At the height of the Hayman Fire, when wind drove the flames toward the Denver suburbs, pilots dumped planeload after planeload of fire-snuffing slurry. The price: $8,000 per drop.
Now, thanks in part to those costly plane runs, the fire is contained, with remnant swirls of wood smoke wisping just over the first of the ridge Rockies near metropolitan Denver.
But as firefighters break camp, a different kind of fire-related drama is beginning: Paying for what could become the most expensive fire season ever.
The tab for fighting the Hayman Fire alone exceeded $1 million a day as the blazing inferno ripped through 138,000 acres of woodlands in a nearly month-long burn.
Multiply those costs the fire season stretches through fall, and as of early July some two dozen big blazes were active in nine western states and it becomes clear that wildfires are suppressed not only by airplane-drops and crews with shovels, but also by a deluge of taxpayer money.
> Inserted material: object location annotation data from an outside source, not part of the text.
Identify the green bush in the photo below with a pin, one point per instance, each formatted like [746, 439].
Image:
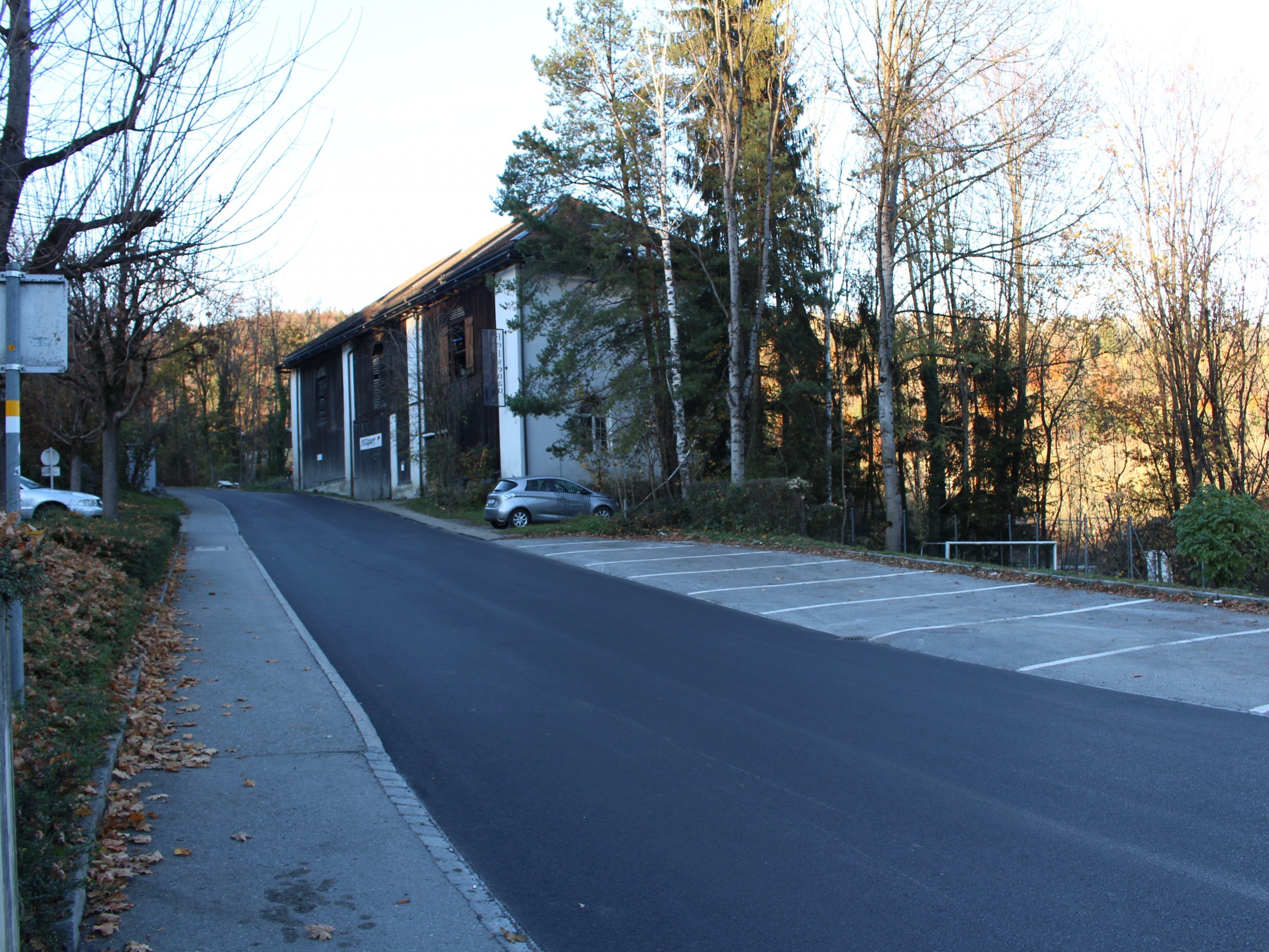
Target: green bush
[140, 542]
[1226, 532]
[754, 506]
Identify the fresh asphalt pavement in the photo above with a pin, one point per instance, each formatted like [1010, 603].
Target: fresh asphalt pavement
[1167, 649]
[633, 768]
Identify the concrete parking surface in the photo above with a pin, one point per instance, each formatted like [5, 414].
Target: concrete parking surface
[1164, 649]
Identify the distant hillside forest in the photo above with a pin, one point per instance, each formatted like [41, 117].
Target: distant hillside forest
[947, 265]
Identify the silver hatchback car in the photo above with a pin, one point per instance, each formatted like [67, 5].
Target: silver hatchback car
[544, 499]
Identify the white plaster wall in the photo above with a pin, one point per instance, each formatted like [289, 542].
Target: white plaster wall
[296, 450]
[512, 431]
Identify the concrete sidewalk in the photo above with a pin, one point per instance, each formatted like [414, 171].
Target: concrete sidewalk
[337, 838]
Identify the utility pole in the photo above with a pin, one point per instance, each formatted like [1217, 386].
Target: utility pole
[13, 671]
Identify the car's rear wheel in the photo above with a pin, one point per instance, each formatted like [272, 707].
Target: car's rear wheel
[46, 509]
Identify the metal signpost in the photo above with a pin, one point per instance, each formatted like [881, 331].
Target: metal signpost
[50, 459]
[36, 342]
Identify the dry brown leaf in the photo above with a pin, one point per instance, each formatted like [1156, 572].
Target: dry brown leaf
[323, 934]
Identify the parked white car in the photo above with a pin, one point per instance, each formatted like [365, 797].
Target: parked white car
[41, 501]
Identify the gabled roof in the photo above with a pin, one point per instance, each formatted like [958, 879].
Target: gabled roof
[491, 253]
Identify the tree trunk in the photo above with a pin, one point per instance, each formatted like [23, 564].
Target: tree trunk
[672, 308]
[109, 464]
[736, 350]
[886, 368]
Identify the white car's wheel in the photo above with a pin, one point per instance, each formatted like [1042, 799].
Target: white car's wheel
[46, 509]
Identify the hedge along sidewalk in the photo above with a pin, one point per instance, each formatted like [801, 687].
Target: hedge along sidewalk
[327, 833]
[148, 663]
[82, 626]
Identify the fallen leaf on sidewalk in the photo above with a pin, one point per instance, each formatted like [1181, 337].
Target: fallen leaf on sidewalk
[323, 934]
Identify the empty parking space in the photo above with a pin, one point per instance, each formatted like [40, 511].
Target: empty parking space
[1165, 649]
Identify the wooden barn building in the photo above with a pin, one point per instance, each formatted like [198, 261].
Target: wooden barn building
[419, 381]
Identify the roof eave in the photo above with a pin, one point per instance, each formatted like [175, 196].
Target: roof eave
[480, 267]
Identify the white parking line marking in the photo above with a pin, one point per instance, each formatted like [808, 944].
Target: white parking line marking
[625, 549]
[672, 559]
[899, 598]
[511, 544]
[1141, 648]
[1012, 619]
[818, 582]
[743, 569]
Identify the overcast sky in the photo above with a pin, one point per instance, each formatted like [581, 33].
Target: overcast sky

Politicians won't shut off the money spigot if fire crews go over budget. But as costs rise, so are official efforts to keep them in check.
In fact, while fire budgets have often been viewed by critics as blank checks from taxpayers, frontline officials say that refinements in accountability have increased over the years to the point of minutiae.
From the amount of nitrogen allowed in flame retardant down to the portions of bread that firefighters eat, there are government specifications that apply to almost every aspect of battling wildfire.
Such efforts, though, can go only so far. Costs are ultimately determined by the scope of the wildfires themselves, and this year has started off big.
The US Forest Service, a branch of the Agriculture Department, is warning that it could soon exhaust the $385 million earmarked to fight wildfires this year. Officials from five land-management agencies at the Interior Department also believe they may burn through their $170 million fire budget by the end of July. Then the government will start issuing IOUs ultimately to be reconciled by Congress.
The final total for the year, experts figure, could top $1 billion.
"Although the budgeted money runs out, it doesn't mean we stop fighting fires. We never stop," says Andy Smith, chief of budget and evaluation at the National Interagency Fire Center.
The costs begin with feeding, equipping, and paying a firefighting force that, this year, is 18,000 strong.
But other expenses are, literally, sky high.
The aerial assemblage this year of nearly 50 bombers to drop flame retardant, plus transport carriers and 400 helicopters, swells expenses. But the aerial armada is also seen as indispensable.
"Aviation is the biggest cost driver," Smith says. "But without it, we're not accomplishing much."
The payback is obvious in cases like the Hayman Fire, fought largely in the Pike National Forest. Current estimates put the blaze's cost at more than $30 million. Another $25 million is anticipated to shore up and replant scorched hillsides. But, the investment is considered a bargain, given the value of the property saved even though 133 homes and hundreds of other structures did burn.
In Boise, Idaho, Linda Bass with the Bureau of Land Management oversees the largest of 11 federal firefighting equipment warehouses in the US, with over $15 million in inventory. Recently, the so-called Great Basin Area Fire Cache lent a hand when resources in Colorado and Arizona became stretched.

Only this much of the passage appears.